See: Theresa Tan, “Marriage to foreigner less likely to last”, The Straits Times, 30 October 2016
In the Straits Times report, the author discussed about “mail order brides” from developing nations who came to Singapore to find a husband. The author interviewed marriage counsellors and divorce lawyers who said that “many of these transnational couples do not have a strong foundation for marriage” as many of them do not know each other well prior to the marriage. Many realise that they are not compatible and some are not even able to speak each other’s language. One lawyer in the report pointed out that “cultural differences and challenges of adapting to life in Singapore” can further strain the marriage.
Personally, I feel that the report may be misleading in some ways. For instance, not all “non-resident” marriages involve a foreign spouse from a developing nation or “mail-order brides”.
However, there are points in the article which I agree with.
An inability to communicate and understand each other can lead to a marriage breakdown. As a divorce lawyer, I have come across many divorces involving “resident marriages” and “non-resident marriages”. Many of them have drifted apart due to a lack of communication. They may be preoccupied with other aspects of life- children, careers or hobbies. Others might have communicated to each other in a negative manner – engaged in quarrels, shouting matches– and failed to understand each other’s concerns. To make marriage work, both parties need to understand each other’s concerns and learn to communicate in a positive manner.
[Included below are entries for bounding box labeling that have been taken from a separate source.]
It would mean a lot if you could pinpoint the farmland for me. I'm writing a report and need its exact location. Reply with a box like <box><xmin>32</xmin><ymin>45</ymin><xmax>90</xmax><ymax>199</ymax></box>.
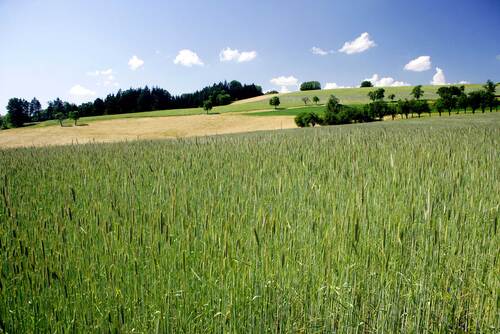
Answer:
<box><xmin>29</xmin><ymin>84</ymin><xmax>481</xmax><ymax>127</ymax></box>
<box><xmin>0</xmin><ymin>113</ymin><xmax>500</xmax><ymax>333</ymax></box>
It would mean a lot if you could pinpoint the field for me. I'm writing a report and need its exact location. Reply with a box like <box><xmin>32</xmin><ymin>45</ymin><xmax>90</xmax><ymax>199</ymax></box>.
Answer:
<box><xmin>0</xmin><ymin>113</ymin><xmax>500</xmax><ymax>333</ymax></box>
<box><xmin>32</xmin><ymin>85</ymin><xmax>482</xmax><ymax>127</ymax></box>
<box><xmin>0</xmin><ymin>114</ymin><xmax>296</xmax><ymax>149</ymax></box>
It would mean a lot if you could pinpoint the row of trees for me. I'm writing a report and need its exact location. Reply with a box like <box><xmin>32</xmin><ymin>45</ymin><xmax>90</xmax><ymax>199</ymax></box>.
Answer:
<box><xmin>435</xmin><ymin>80</ymin><xmax>499</xmax><ymax>116</ymax></box>
<box><xmin>300</xmin><ymin>81</ymin><xmax>321</xmax><ymax>91</ymax></box>
<box><xmin>295</xmin><ymin>80</ymin><xmax>499</xmax><ymax>127</ymax></box>
<box><xmin>2</xmin><ymin>80</ymin><xmax>263</xmax><ymax>127</ymax></box>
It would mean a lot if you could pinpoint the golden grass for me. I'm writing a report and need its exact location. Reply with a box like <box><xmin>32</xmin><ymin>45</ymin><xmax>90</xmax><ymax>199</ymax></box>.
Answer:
<box><xmin>0</xmin><ymin>115</ymin><xmax>296</xmax><ymax>148</ymax></box>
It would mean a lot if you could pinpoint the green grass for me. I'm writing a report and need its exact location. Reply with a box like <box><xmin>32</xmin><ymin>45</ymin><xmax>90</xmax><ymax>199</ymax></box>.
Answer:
<box><xmin>36</xmin><ymin>85</ymin><xmax>481</xmax><ymax>127</ymax></box>
<box><xmin>0</xmin><ymin>113</ymin><xmax>500</xmax><ymax>333</ymax></box>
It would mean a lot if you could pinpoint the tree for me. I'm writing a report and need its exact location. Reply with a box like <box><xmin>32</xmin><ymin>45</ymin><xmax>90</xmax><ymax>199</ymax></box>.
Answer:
<box><xmin>28</xmin><ymin>97</ymin><xmax>42</xmax><ymax>121</ymax></box>
<box><xmin>295</xmin><ymin>112</ymin><xmax>321</xmax><ymax>128</ymax></box>
<box><xmin>324</xmin><ymin>95</ymin><xmax>342</xmax><ymax>125</ymax></box>
<box><xmin>483</xmin><ymin>80</ymin><xmax>497</xmax><ymax>112</ymax></box>
<box><xmin>479</xmin><ymin>90</ymin><xmax>490</xmax><ymax>114</ymax></box>
<box><xmin>434</xmin><ymin>99</ymin><xmax>446</xmax><ymax>117</ymax></box>
<box><xmin>68</xmin><ymin>110</ymin><xmax>80</xmax><ymax>126</ymax></box>
<box><xmin>410</xmin><ymin>100</ymin><xmax>431</xmax><ymax>118</ymax></box>
<box><xmin>437</xmin><ymin>86</ymin><xmax>462</xmax><ymax>116</ymax></box>
<box><xmin>269</xmin><ymin>96</ymin><xmax>281</xmax><ymax>110</ymax></box>
<box><xmin>411</xmin><ymin>85</ymin><xmax>424</xmax><ymax>100</ymax></box>
<box><xmin>215</xmin><ymin>91</ymin><xmax>233</xmax><ymax>106</ymax></box>
<box><xmin>360</xmin><ymin>80</ymin><xmax>373</xmax><ymax>88</ymax></box>
<box><xmin>203</xmin><ymin>100</ymin><xmax>213</xmax><ymax>115</ymax></box>
<box><xmin>368</xmin><ymin>88</ymin><xmax>385</xmax><ymax>102</ymax></box>
<box><xmin>366</xmin><ymin>100</ymin><xmax>389</xmax><ymax>119</ymax></box>
<box><xmin>300</xmin><ymin>81</ymin><xmax>321</xmax><ymax>91</ymax></box>
<box><xmin>55</xmin><ymin>112</ymin><xmax>66</xmax><ymax>127</ymax></box>
<box><xmin>457</xmin><ymin>92</ymin><xmax>469</xmax><ymax>113</ymax></box>
<box><xmin>468</xmin><ymin>90</ymin><xmax>482</xmax><ymax>114</ymax></box>
<box><xmin>7</xmin><ymin>98</ymin><xmax>29</xmax><ymax>128</ymax></box>
<box><xmin>398</xmin><ymin>99</ymin><xmax>411</xmax><ymax>119</ymax></box>
<box><xmin>483</xmin><ymin>80</ymin><xmax>497</xmax><ymax>95</ymax></box>
<box><xmin>387</xmin><ymin>104</ymin><xmax>398</xmax><ymax>120</ymax></box>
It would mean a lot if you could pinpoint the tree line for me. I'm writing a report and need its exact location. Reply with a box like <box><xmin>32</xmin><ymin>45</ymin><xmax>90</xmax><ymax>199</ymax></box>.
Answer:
<box><xmin>0</xmin><ymin>80</ymin><xmax>263</xmax><ymax>128</ymax></box>
<box><xmin>294</xmin><ymin>80</ymin><xmax>500</xmax><ymax>127</ymax></box>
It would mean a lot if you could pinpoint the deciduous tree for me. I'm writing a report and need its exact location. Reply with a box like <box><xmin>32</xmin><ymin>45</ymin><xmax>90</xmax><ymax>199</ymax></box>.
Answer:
<box><xmin>269</xmin><ymin>96</ymin><xmax>281</xmax><ymax>109</ymax></box>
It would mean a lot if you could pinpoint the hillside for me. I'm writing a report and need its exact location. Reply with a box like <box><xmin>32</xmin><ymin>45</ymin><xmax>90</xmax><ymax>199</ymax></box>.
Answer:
<box><xmin>0</xmin><ymin>113</ymin><xmax>500</xmax><ymax>333</ymax></box>
<box><xmin>33</xmin><ymin>84</ymin><xmax>481</xmax><ymax>126</ymax></box>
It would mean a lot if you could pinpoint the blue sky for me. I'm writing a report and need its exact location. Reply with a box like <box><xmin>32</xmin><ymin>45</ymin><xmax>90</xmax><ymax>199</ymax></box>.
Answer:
<box><xmin>0</xmin><ymin>0</ymin><xmax>500</xmax><ymax>113</ymax></box>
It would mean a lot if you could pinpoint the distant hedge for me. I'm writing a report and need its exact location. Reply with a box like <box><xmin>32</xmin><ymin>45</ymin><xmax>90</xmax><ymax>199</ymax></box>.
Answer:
<box><xmin>300</xmin><ymin>81</ymin><xmax>321</xmax><ymax>90</ymax></box>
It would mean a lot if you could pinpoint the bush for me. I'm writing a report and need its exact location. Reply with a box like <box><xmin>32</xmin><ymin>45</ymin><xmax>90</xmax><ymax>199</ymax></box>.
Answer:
<box><xmin>300</xmin><ymin>81</ymin><xmax>321</xmax><ymax>91</ymax></box>
<box><xmin>295</xmin><ymin>111</ymin><xmax>321</xmax><ymax>128</ymax></box>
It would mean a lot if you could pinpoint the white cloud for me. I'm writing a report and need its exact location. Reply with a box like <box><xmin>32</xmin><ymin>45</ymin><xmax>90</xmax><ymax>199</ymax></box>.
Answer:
<box><xmin>405</xmin><ymin>56</ymin><xmax>432</xmax><ymax>72</ymax></box>
<box><xmin>69</xmin><ymin>85</ymin><xmax>95</xmax><ymax>97</ymax></box>
<box><xmin>365</xmin><ymin>74</ymin><xmax>410</xmax><ymax>87</ymax></box>
<box><xmin>339</xmin><ymin>32</ymin><xmax>377</xmax><ymax>55</ymax></box>
<box><xmin>128</xmin><ymin>56</ymin><xmax>144</xmax><ymax>71</ymax></box>
<box><xmin>280</xmin><ymin>86</ymin><xmax>290</xmax><ymax>94</ymax></box>
<box><xmin>174</xmin><ymin>49</ymin><xmax>205</xmax><ymax>67</ymax></box>
<box><xmin>311</xmin><ymin>46</ymin><xmax>334</xmax><ymax>56</ymax></box>
<box><xmin>323</xmin><ymin>82</ymin><xmax>352</xmax><ymax>89</ymax></box>
<box><xmin>431</xmin><ymin>67</ymin><xmax>446</xmax><ymax>85</ymax></box>
<box><xmin>87</xmin><ymin>68</ymin><xmax>119</xmax><ymax>87</ymax></box>
<box><xmin>271</xmin><ymin>75</ymin><xmax>299</xmax><ymax>87</ymax></box>
<box><xmin>219</xmin><ymin>48</ymin><xmax>257</xmax><ymax>63</ymax></box>
<box><xmin>238</xmin><ymin>51</ymin><xmax>257</xmax><ymax>63</ymax></box>
<box><xmin>87</xmin><ymin>68</ymin><xmax>113</xmax><ymax>77</ymax></box>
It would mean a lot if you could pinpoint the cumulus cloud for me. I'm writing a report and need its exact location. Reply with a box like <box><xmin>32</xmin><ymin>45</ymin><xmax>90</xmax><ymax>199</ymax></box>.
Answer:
<box><xmin>271</xmin><ymin>75</ymin><xmax>299</xmax><ymax>87</ymax></box>
<box><xmin>323</xmin><ymin>82</ymin><xmax>352</xmax><ymax>89</ymax></box>
<box><xmin>270</xmin><ymin>75</ymin><xmax>299</xmax><ymax>93</ymax></box>
<box><xmin>365</xmin><ymin>74</ymin><xmax>410</xmax><ymax>87</ymax></box>
<box><xmin>431</xmin><ymin>67</ymin><xmax>446</xmax><ymax>85</ymax></box>
<box><xmin>128</xmin><ymin>56</ymin><xmax>144</xmax><ymax>71</ymax></box>
<box><xmin>87</xmin><ymin>68</ymin><xmax>119</xmax><ymax>87</ymax></box>
<box><xmin>405</xmin><ymin>56</ymin><xmax>432</xmax><ymax>72</ymax></box>
<box><xmin>174</xmin><ymin>49</ymin><xmax>204</xmax><ymax>67</ymax></box>
<box><xmin>280</xmin><ymin>86</ymin><xmax>290</xmax><ymax>94</ymax></box>
<box><xmin>271</xmin><ymin>75</ymin><xmax>299</xmax><ymax>87</ymax></box>
<box><xmin>102</xmin><ymin>75</ymin><xmax>119</xmax><ymax>87</ymax></box>
<box><xmin>311</xmin><ymin>46</ymin><xmax>333</xmax><ymax>56</ymax></box>
<box><xmin>87</xmin><ymin>68</ymin><xmax>113</xmax><ymax>77</ymax></box>
<box><xmin>219</xmin><ymin>48</ymin><xmax>257</xmax><ymax>63</ymax></box>
<box><xmin>339</xmin><ymin>32</ymin><xmax>377</xmax><ymax>55</ymax></box>
<box><xmin>69</xmin><ymin>85</ymin><xmax>95</xmax><ymax>97</ymax></box>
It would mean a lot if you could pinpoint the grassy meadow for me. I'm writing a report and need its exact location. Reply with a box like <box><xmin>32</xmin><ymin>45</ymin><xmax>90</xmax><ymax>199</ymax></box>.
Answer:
<box><xmin>32</xmin><ymin>84</ymin><xmax>482</xmax><ymax>127</ymax></box>
<box><xmin>0</xmin><ymin>113</ymin><xmax>500</xmax><ymax>333</ymax></box>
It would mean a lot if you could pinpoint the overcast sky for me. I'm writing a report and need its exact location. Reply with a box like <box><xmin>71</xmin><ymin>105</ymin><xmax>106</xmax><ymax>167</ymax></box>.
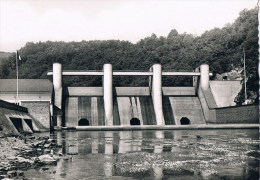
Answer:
<box><xmin>0</xmin><ymin>0</ymin><xmax>257</xmax><ymax>52</ymax></box>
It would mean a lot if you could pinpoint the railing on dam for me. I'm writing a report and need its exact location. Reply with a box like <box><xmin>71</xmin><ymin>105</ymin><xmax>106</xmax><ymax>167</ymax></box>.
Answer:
<box><xmin>47</xmin><ymin>70</ymin><xmax>213</xmax><ymax>76</ymax></box>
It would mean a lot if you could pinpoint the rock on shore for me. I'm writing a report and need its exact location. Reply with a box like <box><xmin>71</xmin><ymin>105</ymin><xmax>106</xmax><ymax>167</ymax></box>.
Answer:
<box><xmin>0</xmin><ymin>131</ymin><xmax>61</xmax><ymax>179</ymax></box>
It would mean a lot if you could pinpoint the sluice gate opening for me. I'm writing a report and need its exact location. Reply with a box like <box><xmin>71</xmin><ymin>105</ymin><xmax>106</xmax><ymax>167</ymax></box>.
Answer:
<box><xmin>180</xmin><ymin>117</ymin><xmax>190</xmax><ymax>125</ymax></box>
<box><xmin>78</xmin><ymin>118</ymin><xmax>89</xmax><ymax>126</ymax></box>
<box><xmin>130</xmin><ymin>118</ymin><xmax>141</xmax><ymax>126</ymax></box>
<box><xmin>24</xmin><ymin>119</ymin><xmax>34</xmax><ymax>131</ymax></box>
<box><xmin>10</xmin><ymin>117</ymin><xmax>23</xmax><ymax>133</ymax></box>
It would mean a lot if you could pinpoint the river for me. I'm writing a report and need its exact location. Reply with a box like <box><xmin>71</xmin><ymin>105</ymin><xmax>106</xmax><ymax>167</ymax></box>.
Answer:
<box><xmin>24</xmin><ymin>129</ymin><xmax>260</xmax><ymax>180</ymax></box>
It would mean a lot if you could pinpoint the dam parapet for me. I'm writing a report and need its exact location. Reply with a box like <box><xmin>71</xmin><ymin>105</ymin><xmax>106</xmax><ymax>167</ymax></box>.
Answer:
<box><xmin>48</xmin><ymin>63</ymin><xmax>255</xmax><ymax>129</ymax></box>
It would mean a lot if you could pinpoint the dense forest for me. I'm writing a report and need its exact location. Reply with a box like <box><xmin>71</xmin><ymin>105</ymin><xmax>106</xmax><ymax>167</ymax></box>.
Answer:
<box><xmin>0</xmin><ymin>7</ymin><xmax>259</xmax><ymax>101</ymax></box>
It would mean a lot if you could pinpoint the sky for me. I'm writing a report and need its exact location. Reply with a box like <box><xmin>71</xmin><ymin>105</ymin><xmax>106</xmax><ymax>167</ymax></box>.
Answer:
<box><xmin>0</xmin><ymin>0</ymin><xmax>257</xmax><ymax>52</ymax></box>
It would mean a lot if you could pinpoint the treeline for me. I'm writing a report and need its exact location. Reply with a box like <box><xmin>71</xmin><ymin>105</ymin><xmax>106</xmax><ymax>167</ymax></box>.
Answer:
<box><xmin>0</xmin><ymin>7</ymin><xmax>259</xmax><ymax>101</ymax></box>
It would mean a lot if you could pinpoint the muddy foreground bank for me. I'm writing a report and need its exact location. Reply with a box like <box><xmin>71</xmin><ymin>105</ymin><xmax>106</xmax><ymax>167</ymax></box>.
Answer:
<box><xmin>0</xmin><ymin>132</ymin><xmax>62</xmax><ymax>179</ymax></box>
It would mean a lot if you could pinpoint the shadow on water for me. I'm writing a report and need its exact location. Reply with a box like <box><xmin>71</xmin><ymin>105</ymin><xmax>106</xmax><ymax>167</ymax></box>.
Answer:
<box><xmin>25</xmin><ymin>129</ymin><xmax>260</xmax><ymax>179</ymax></box>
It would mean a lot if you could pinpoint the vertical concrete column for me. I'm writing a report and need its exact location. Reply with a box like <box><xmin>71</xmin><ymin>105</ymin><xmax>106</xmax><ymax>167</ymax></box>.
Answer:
<box><xmin>103</xmin><ymin>64</ymin><xmax>113</xmax><ymax>126</ymax></box>
<box><xmin>152</xmin><ymin>64</ymin><xmax>165</xmax><ymax>125</ymax></box>
<box><xmin>53</xmin><ymin>63</ymin><xmax>62</xmax><ymax>129</ymax></box>
<box><xmin>200</xmin><ymin>64</ymin><xmax>209</xmax><ymax>90</ymax></box>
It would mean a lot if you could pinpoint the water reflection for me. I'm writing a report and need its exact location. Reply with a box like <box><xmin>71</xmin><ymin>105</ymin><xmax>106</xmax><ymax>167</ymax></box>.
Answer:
<box><xmin>31</xmin><ymin>130</ymin><xmax>260</xmax><ymax>179</ymax></box>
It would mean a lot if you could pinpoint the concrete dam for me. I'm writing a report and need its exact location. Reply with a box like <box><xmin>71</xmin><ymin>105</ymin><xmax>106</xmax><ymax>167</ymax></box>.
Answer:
<box><xmin>48</xmin><ymin>63</ymin><xmax>255</xmax><ymax>129</ymax></box>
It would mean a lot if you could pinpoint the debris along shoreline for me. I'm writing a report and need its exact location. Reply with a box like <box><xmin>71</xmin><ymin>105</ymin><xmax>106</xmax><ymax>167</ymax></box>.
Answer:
<box><xmin>0</xmin><ymin>132</ymin><xmax>62</xmax><ymax>179</ymax></box>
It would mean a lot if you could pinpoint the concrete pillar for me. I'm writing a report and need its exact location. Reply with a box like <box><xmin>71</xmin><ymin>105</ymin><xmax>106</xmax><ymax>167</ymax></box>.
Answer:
<box><xmin>200</xmin><ymin>64</ymin><xmax>209</xmax><ymax>90</ymax></box>
<box><xmin>152</xmin><ymin>64</ymin><xmax>165</xmax><ymax>125</ymax></box>
<box><xmin>53</xmin><ymin>63</ymin><xmax>62</xmax><ymax>129</ymax></box>
<box><xmin>103</xmin><ymin>64</ymin><xmax>113</xmax><ymax>126</ymax></box>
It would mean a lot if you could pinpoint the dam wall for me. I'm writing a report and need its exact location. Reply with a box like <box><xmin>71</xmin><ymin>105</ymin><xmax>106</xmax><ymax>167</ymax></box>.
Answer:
<box><xmin>65</xmin><ymin>96</ymin><xmax>156</xmax><ymax>127</ymax></box>
<box><xmin>65</xmin><ymin>87</ymin><xmax>202</xmax><ymax>127</ymax></box>
<box><xmin>48</xmin><ymin>63</ymin><xmax>256</xmax><ymax>129</ymax></box>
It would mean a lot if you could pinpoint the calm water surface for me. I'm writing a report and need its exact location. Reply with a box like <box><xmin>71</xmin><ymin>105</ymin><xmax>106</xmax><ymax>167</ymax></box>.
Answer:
<box><xmin>25</xmin><ymin>129</ymin><xmax>260</xmax><ymax>179</ymax></box>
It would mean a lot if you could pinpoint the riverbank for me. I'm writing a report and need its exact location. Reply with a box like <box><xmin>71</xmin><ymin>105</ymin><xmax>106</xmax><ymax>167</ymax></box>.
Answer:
<box><xmin>0</xmin><ymin>132</ymin><xmax>61</xmax><ymax>179</ymax></box>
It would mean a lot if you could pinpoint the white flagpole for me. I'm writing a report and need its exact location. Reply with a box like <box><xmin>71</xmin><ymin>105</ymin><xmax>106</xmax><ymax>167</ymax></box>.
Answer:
<box><xmin>243</xmin><ymin>47</ymin><xmax>247</xmax><ymax>103</ymax></box>
<box><xmin>16</xmin><ymin>51</ymin><xmax>19</xmax><ymax>104</ymax></box>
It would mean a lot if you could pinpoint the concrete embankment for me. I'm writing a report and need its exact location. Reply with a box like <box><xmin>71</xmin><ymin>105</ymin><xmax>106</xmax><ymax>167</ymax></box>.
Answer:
<box><xmin>74</xmin><ymin>124</ymin><xmax>260</xmax><ymax>131</ymax></box>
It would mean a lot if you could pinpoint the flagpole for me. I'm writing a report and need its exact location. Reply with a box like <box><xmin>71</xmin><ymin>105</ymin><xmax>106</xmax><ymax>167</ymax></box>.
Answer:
<box><xmin>16</xmin><ymin>51</ymin><xmax>19</xmax><ymax>104</ymax></box>
<box><xmin>243</xmin><ymin>47</ymin><xmax>247</xmax><ymax>103</ymax></box>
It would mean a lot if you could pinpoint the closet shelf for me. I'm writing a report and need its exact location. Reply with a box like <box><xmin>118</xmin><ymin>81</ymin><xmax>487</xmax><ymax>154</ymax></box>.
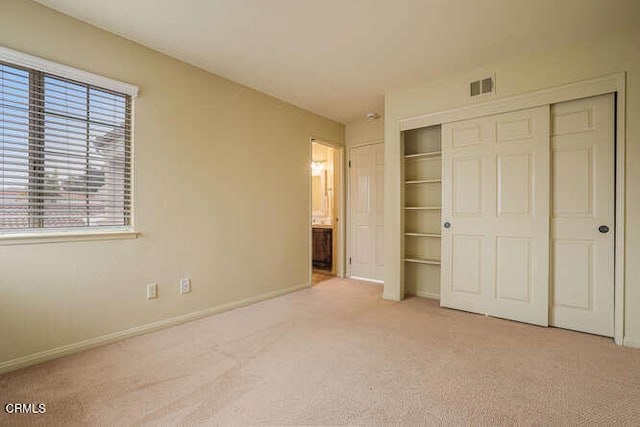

The day-to-day stress experienced by one/ both parties of the marriage may also affect one’s marriage. Foreigners will need time to adapt to life in Singapore. Residents will need to cope with the additional responsibilities that come with marriage and progress in life. It is important for couples to remain supportive to each other.
Marriage is not a sprint; it is a marathon. It is not about rushing to finish the race, but learning to support each other throughout the journey.
As a divorce lawyer, I see common reasons for divorce in both “resident marriages” and “non-resident marriages”. It is not really a matter of where one’s spouse hails from. It is about how much effort one is willing to invest in the marriage.